舛添都知事の「『国防軍』はだめ」発言こそ、戦前の発想

東京都の舛添要一知事は14日の定例記者会見で、自民党が2012年に発表した憲法改正草案について、「さまざまな問題点がある」と批判した。
草案は自衛隊の位置付けをめぐり、9条に「国防軍を保持する」と規定。舛添氏は「『国防軍』はだめで、(明記するなら)せめて『自衛軍』までだ。『国防軍』では戦前を思い出して嫌になる人が出る」と述べた。

時事ドットコム(2014/02/14-17:17)

どうも舛添さんの考えでは、「自衛」は良くて「国防」はダメなようです。

私に言わせれば、「国防軍」でも「自衛軍」でもどちらでもよろしい。なんなら今の「自衛隊」のままでも良いと思っています。大事なのは、いざというときに国民の生命と財産を守る能力があるか、ないかということでしょう。それを自衛と呼ぶか国防と呼ぶかは言葉遊びに過ぎません。

敢えて彼の議論に乗るなら、まず「国防軍」という呼び名が果たして「戦前を思い出させる」ものなのかどうか、この点に疑問を感じます。「皇軍」ならいざ知らず、戦前には存在しなかった「国防軍」なる語のどこが戦前を思い出させるのかよく分かりません。

次に「戦前を思い出す」ことで「嫌になる」という論法。そういう人がいたとしてなんなのでしょう。好き嫌いによって決めるべき問題なのでしょうか。

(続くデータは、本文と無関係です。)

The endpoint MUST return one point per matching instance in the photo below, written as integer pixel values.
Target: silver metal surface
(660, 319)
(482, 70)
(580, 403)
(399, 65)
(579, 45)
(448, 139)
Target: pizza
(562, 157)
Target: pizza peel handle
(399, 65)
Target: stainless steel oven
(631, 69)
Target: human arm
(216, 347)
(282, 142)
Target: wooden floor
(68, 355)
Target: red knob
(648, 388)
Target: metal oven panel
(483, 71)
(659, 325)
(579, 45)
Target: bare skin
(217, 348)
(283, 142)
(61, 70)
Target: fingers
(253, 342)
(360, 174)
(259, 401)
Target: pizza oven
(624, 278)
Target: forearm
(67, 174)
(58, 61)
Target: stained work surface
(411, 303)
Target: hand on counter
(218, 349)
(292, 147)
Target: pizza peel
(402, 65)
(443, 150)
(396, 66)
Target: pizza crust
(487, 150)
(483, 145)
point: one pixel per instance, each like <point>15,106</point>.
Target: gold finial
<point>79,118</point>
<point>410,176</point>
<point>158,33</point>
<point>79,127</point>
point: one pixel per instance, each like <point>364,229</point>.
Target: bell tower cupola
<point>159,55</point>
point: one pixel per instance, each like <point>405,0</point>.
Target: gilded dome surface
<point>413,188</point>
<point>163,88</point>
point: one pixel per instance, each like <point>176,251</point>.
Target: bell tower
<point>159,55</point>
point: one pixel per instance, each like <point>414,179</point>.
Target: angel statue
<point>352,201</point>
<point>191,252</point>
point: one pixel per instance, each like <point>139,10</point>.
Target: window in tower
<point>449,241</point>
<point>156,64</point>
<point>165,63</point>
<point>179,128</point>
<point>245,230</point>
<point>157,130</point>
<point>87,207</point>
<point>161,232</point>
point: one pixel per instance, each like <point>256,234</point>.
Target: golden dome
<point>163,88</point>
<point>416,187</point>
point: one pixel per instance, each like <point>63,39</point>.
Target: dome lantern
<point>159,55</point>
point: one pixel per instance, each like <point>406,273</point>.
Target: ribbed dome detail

まあ、言いたいことは何となく分かります。軍部が力を持ちすぎて国がおかしくなった、ということでしょう。

なぜおかしくなったのか。一言で言えば、硬直したイデオロギーが原因です。例えば、統帥権干犯問題。確かに、軍令部の意見を容れずに政府が条約に調印したのは、当時としては「統帥権干犯」となりうる行為でした。しかし、イデオロギーを共有しない我々現代人から見れば、天皇の権威を利用して軍部が政治に容喙した事件に他なりません。大事なのは軍が実際に国家を防衛する能力を持ち得たか否か、だったはずです。統帥権の不可侵性という表面的な理屈ではなく。

そして、現代に生きる我々ならば硬直したイデオロギーから自由でいられるかと言えば、必ずしもそうではありません。

舛添氏の「戦前を思い出させる」発言こそ、そういった硬直したイデオロギーそのものです。繰り返しますが、なぜ戦前を思い出させてはいけないのでしょう。

戦前=悪、という思想。軍隊=悪、という思想。

私には、団塊世代の左翼が二言目には「軍靴の足音が……」と言うのを聞くたびに、「この非国民めが!」と言っているように聞こえます。同じくらい硬直しています。

戦前の我が国の過ちに学びたいならば、「憲法9条を改正して、日本も軍隊を持とう」という意見も、自由に言えるようにならなければいけません。